M. VICTOR HUGO.—Je reponds a M. le ministre et a M. le president, qui m'accusent d'offenser M. le president de la republique, qu'ayant le droit constitutionnel d'accuser M. le president de la republique, j'en userai le jour ou je le jugerai convenable, et je ne perdrai pas mon temps a l'offenser; mais ce n'est pas l'offenser que de dire qu'il n'est pas un grand homme. (Vives reclamations sur quelques bancs de la droite.)
M. BRIFFAUT.—Vos insultes ne peuvent aller jusqu'a lui.

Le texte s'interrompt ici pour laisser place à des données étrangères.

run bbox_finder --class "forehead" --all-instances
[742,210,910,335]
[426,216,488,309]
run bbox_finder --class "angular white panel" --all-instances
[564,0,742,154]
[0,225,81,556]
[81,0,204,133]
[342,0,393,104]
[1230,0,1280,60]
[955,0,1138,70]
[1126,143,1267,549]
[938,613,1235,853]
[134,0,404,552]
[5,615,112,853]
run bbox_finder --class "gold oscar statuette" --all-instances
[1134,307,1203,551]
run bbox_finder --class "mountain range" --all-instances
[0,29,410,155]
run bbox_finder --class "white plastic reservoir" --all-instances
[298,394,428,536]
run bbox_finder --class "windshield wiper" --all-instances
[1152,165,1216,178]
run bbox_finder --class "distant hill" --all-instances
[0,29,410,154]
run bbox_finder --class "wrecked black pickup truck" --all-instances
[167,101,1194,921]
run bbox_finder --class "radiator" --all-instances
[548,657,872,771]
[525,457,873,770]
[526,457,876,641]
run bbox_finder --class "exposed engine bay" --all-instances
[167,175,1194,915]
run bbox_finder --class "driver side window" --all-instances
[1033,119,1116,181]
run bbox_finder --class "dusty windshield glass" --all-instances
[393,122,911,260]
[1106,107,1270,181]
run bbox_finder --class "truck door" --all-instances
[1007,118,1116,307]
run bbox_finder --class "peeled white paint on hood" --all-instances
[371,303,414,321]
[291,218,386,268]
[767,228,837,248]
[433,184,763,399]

M. DE CAULAINCOURT.—Il y a des injures qui ne peuvent l'atteindre, sachez-le bien!
M. LE PRESIDENT.—Si vous continuez apres mon avertissement, je vous rappellerai a l'ordre.
M. VICTOR HUGO.—Voici ce que j'ai a dire, et M. le president ne m'empechera pas de completer mon explication. (Vive agitation.)
Ce que nous demandons a M. le president responsable de la republique, ce que nous attendons de lui, ce que nous avons le droit d'attendre fermement de lui, ce n'est pas qu'il tienne le pouvoir en grand homme, c'est qu'il le quitte en honnete homme.
A GAUCHE.—Tres bien! tres bien!
M. CLARY [Note: Senateur de l'empire, a 30,000 francs par an.] Ne le calomniez pas, en attendant.
M. VICTOR HUGO.—Ceux qui l'offensent, ce sont ceux de ses amis qui laissent entendre que le deuxieme dimanche de mai il ne quittera pas le pouvoir purement et simplement, comme il le doit, a moins d'etre un seditieux.